Prabir Ghosh

Ruthenium-Hydride Mediated Unsymmetrical Cleavage of Benzofuroxan to 2-Nitroanilido with Varying Coordination Mode

The reaction of R-benzofuroxan (R = H, Me, Cl) with the metal precursor [Ru(Cl)(H)(CO)(PPh3)3] (A) or [Ru(Cl)(H)(CH3CN)(CO)(PPh3)2] (B) in CH3CN at 298 K resulted in the intermediate complex [Ru(Cl)(L1)(CH3CN)(CO)(PPh3)2] (L1 = monodentate 2-nitroanilido) (1, pink), which however underwent slow transformation to the final product [Ru(Cl)(L2)(CO)(PPh3)2] (L2 = bidentate 2-nitroanilido) (2, green). On the contrary, the same reaction in refluxing CH3CN directly yielded 2 without any tractable intermediate 1. Structural characterization of the intermediates 1a-1c and the corresponding final products 2a-2c (R = H, Me, Cl) authenticated their identities, revealing ruthenium-hydride mediated unsymmetrical cleavage of benzofuroxan to hydrogen bonded monodentate 2-nitroanilido (L1) in the former and bidentate 2-nitroanilido (L2) in the latter. The spectrophotometric monitoring of the transformations of B → 1 as well as 1 → 2 with time and temperature established the first order rate process with associatively activated pathway for both cases. Both 1 and 2 exhibited one reversible oxidation and an irreversible reduction within ±1.5 V versus saturated calomel reference electrode in CH3CN with slight variation in potential based on substituents in the benzofuroxan framework (R = H, Me, Cl). Spectroscopic (electron paramagnetic resonance and UV-vis) and density functional theory calculations collectively suggested varying contribution of metal based orbitals along with the ligand in the singly occupied molecular orbital of 1+ or 2+, ascertaining the noninnocent potential of the in situ generated (L1) or (L2).

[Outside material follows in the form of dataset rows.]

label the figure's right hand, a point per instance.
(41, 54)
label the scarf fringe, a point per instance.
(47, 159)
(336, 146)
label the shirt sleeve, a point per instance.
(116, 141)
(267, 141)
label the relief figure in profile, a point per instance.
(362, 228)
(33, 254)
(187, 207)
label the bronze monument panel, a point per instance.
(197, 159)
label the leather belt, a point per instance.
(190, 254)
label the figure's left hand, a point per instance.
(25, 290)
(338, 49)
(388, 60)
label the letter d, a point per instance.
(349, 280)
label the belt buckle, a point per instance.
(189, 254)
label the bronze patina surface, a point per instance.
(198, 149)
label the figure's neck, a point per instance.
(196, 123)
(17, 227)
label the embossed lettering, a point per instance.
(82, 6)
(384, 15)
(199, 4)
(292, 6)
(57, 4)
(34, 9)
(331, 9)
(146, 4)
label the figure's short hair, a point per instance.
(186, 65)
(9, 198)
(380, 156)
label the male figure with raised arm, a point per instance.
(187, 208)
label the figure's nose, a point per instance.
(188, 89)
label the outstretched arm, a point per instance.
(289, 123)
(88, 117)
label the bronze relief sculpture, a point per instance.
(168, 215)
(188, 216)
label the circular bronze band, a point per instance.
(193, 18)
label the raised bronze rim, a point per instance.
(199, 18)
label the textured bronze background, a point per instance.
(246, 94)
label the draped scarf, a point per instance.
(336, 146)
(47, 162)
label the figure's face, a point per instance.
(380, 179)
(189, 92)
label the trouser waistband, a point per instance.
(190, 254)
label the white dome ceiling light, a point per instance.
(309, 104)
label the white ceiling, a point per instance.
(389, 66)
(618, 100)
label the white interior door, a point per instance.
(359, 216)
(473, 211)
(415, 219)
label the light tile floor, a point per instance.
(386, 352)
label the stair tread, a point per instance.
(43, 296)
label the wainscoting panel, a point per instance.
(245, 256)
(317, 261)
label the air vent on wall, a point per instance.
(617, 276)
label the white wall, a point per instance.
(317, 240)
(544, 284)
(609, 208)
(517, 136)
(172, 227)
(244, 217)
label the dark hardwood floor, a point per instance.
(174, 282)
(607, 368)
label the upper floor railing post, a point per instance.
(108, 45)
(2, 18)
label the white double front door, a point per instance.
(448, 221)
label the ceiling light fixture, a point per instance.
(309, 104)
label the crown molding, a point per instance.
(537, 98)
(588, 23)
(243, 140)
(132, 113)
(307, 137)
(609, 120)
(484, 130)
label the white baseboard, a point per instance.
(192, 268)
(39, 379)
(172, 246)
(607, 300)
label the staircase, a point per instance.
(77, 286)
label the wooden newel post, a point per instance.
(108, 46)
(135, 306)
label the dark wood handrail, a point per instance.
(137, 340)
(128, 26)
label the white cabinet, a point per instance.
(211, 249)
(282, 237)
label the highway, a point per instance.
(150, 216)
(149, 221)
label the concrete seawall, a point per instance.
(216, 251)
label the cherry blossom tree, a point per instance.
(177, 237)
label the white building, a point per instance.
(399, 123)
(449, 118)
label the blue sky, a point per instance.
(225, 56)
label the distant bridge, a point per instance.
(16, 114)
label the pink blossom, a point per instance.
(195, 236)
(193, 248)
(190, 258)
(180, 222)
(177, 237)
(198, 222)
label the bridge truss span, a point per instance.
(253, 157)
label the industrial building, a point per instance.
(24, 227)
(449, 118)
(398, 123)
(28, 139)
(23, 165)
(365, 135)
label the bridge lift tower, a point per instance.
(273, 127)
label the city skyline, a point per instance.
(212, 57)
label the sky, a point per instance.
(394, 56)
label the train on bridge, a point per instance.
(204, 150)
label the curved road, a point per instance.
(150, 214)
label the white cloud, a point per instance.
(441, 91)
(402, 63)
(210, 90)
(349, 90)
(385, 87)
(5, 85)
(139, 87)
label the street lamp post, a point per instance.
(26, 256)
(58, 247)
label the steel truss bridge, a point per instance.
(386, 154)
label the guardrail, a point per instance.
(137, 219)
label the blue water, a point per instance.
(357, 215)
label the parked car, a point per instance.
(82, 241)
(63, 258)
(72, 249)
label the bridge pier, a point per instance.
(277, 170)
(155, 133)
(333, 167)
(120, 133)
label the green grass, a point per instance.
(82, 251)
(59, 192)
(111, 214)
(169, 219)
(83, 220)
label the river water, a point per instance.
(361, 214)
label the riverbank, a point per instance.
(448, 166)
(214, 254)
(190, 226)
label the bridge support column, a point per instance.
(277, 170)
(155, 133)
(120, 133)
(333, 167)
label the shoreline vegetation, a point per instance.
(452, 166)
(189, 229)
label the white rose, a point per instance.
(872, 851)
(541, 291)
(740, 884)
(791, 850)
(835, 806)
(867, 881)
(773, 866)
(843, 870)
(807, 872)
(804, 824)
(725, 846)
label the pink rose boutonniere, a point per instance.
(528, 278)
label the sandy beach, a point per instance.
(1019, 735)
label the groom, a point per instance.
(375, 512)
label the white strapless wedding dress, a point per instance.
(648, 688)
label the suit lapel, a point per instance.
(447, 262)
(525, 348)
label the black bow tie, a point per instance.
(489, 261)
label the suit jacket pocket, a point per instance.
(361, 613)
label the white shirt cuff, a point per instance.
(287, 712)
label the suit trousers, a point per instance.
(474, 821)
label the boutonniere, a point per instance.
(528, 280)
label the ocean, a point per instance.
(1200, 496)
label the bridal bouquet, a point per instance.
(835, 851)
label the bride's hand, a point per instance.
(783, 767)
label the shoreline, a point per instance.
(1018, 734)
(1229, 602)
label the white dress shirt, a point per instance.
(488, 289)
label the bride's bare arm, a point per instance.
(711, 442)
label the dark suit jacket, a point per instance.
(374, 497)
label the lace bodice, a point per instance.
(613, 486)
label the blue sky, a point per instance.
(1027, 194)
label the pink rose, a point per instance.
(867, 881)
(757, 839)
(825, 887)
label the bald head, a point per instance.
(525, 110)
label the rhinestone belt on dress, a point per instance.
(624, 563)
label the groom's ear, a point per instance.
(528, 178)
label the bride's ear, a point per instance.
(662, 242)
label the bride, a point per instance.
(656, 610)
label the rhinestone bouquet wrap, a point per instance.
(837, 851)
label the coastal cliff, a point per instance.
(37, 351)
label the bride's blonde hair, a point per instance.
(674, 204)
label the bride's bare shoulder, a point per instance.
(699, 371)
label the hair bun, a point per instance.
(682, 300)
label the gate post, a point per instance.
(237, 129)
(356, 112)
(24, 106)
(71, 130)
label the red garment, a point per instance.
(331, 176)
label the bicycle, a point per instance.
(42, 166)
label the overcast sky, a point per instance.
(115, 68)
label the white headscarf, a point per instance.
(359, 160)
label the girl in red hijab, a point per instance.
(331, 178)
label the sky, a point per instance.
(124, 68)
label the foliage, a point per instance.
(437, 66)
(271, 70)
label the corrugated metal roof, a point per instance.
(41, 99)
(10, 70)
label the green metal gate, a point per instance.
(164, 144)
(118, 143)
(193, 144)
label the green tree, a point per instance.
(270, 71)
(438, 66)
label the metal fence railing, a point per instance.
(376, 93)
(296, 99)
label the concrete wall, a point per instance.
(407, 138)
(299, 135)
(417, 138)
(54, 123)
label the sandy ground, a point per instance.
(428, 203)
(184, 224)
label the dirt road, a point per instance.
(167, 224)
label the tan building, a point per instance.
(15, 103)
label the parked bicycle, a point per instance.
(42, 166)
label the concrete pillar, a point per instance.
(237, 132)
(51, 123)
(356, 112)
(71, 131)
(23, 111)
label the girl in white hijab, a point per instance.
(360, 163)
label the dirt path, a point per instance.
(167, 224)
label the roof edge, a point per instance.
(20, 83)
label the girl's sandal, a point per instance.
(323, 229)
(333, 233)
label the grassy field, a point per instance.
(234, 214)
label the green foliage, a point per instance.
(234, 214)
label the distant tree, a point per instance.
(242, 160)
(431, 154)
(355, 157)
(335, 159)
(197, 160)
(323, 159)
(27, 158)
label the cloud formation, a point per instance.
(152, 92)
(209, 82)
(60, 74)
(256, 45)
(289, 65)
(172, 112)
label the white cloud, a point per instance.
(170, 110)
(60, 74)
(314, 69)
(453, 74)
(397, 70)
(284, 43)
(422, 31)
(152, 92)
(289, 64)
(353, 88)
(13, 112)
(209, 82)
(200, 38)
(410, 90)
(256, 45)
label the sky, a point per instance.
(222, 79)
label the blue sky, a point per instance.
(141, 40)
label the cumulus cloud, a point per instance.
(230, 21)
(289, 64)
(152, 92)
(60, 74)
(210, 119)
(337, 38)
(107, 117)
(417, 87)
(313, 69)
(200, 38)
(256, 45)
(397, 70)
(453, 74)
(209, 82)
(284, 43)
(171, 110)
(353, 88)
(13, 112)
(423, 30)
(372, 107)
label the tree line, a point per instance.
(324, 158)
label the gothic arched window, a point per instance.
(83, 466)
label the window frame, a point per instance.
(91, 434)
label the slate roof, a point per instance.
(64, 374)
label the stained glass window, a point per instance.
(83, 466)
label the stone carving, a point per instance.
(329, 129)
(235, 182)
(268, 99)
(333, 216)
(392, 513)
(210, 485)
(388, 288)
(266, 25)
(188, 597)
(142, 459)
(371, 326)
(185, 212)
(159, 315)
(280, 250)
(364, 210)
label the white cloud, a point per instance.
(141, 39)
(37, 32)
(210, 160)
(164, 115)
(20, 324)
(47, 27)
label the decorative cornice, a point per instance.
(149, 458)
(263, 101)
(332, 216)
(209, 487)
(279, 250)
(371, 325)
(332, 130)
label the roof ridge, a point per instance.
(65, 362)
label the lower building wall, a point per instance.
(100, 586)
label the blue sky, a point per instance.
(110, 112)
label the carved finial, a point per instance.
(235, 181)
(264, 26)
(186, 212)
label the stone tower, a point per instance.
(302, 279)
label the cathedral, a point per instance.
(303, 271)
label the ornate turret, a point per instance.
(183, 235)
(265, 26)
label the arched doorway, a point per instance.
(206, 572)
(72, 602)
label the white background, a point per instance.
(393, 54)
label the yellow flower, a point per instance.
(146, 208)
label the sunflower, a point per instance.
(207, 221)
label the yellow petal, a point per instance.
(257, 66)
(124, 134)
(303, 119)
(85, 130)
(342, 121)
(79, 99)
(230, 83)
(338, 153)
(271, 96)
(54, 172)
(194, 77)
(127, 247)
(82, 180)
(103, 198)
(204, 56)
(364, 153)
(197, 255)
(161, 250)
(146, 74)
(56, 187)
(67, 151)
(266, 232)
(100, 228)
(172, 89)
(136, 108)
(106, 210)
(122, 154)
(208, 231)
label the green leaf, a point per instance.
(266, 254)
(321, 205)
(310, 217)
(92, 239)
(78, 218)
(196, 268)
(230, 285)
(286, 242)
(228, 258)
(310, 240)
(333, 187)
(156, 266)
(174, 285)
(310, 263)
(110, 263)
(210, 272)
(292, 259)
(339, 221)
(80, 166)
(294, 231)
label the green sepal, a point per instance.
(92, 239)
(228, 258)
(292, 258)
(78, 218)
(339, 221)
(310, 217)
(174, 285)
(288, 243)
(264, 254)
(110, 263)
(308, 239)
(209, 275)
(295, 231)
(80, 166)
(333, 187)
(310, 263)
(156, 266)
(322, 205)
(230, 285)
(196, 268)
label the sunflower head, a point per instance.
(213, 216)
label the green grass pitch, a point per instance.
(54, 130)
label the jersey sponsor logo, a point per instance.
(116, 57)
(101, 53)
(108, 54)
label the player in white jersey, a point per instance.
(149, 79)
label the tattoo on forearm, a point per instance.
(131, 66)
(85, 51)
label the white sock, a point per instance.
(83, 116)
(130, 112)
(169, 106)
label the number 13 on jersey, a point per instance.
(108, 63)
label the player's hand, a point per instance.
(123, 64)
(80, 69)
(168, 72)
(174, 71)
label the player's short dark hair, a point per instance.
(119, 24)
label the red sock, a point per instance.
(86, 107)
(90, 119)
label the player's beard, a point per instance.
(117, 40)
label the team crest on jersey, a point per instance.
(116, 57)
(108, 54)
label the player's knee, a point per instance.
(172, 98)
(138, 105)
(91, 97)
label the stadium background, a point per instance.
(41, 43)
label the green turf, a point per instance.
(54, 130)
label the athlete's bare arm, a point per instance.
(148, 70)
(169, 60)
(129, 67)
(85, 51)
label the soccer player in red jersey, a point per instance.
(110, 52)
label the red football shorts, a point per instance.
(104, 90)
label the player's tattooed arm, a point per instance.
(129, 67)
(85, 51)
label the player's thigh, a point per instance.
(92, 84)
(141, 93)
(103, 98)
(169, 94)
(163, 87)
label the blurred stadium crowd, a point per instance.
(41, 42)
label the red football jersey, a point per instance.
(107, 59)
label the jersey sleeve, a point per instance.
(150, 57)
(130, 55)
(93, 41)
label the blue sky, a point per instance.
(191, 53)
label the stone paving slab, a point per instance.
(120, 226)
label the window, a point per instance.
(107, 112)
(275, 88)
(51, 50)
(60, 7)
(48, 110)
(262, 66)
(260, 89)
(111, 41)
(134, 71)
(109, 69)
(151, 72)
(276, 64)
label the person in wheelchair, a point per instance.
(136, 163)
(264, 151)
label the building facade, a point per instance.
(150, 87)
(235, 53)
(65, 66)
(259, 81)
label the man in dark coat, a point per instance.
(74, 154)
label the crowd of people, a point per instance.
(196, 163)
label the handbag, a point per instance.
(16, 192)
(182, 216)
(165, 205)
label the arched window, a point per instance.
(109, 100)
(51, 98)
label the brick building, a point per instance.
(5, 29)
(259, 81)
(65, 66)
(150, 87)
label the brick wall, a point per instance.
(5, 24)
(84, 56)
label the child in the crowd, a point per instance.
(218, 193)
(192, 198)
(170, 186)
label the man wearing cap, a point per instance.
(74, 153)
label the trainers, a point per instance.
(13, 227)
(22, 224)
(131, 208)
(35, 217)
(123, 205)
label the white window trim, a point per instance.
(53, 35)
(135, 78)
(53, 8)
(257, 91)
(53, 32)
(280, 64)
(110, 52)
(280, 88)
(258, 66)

Ru-Complex Framework toward Aerobic Oxidative Transformations of β-Diketiminate and α-Ketodiimine

The impact of the {Ru(acac)2} (acac- = acetylacetonate) framework on the transformations of C-H and C-H/C-C bonds of coordinated β-diketiminate and ketodiimine scaffolds, respectively, has been addressed. It includes the following transformations involving {Ru(acac)2} coordinated β-diketiminate in 1 and ketodiimine in 2 with the simultaneous change in metal oxidation state: (i) insertion of oxygen into the C(sp2)-H bond of β-diketiminate in 1, leading to the metalated ketodiimine in 2 and (ii) Bronsted acid (CH3COOH) assisted cleavage of unstrained C(sp2)-C(sp2)/C═N bonds of chelated ketodiimine (2) with the concomitant formation of intramolecular C-N bond in 3, as well as insertion of oxygen into the C(sp3)-H bond of 2 to yield -CHO function in 4 (-CH3 → -CHO). The aforesaid transformation processes have been authenticated via structural elucidation of representative complexes and spectroscopic and electrochemical investigations.

Solvent-Mediated Functionalization of Benzofuroxan on Electron-Rich Ruthenium Complex Platform

An unprecedented reactivity profile of biochemically relevant R-benzofuroxan (R=H, Me, Cl), with high structural diversity and molecular complexity on a selective {Ru(acac)2 } (acac=acetylacetonate) platform, in conjugation with EtOH solvent mediation, is revealed. This led to the development of monomeric [RuIII (acac)2 (L1R )] (1 a-1 c; L1R =2-nitrosoanilido derivatives) and dimeric [{RuII (acac)2 }2 (L2R )] (2 a-2 b; L2R =(1E,2E)-N1 ,N2 -bis(2-nitrosophenyl)ethane-1,2-diimine derivatives) complexes in one pot with a change in the metal redox conditions. The functionalization of benzofuroxan in 1 and 2 implied in situ reduction of N=O to NH- in the former and solvent-assisted multiple N-C coupling in the latter. The aforesaid transformation processes were authenticated through structural elucidation of representative complexes, and evaluated by their spectroscopic/electrochemical features, along with C2 D5 OD labeling and monitoring of the impact of substituents (R) in the benzofuroxan framework on the product distribution process. The noninnocent potential of newly developed L1 and L2 in 1 and 2, respectively, was also probed by spectroelectrochemistry in combination with DFT calculations.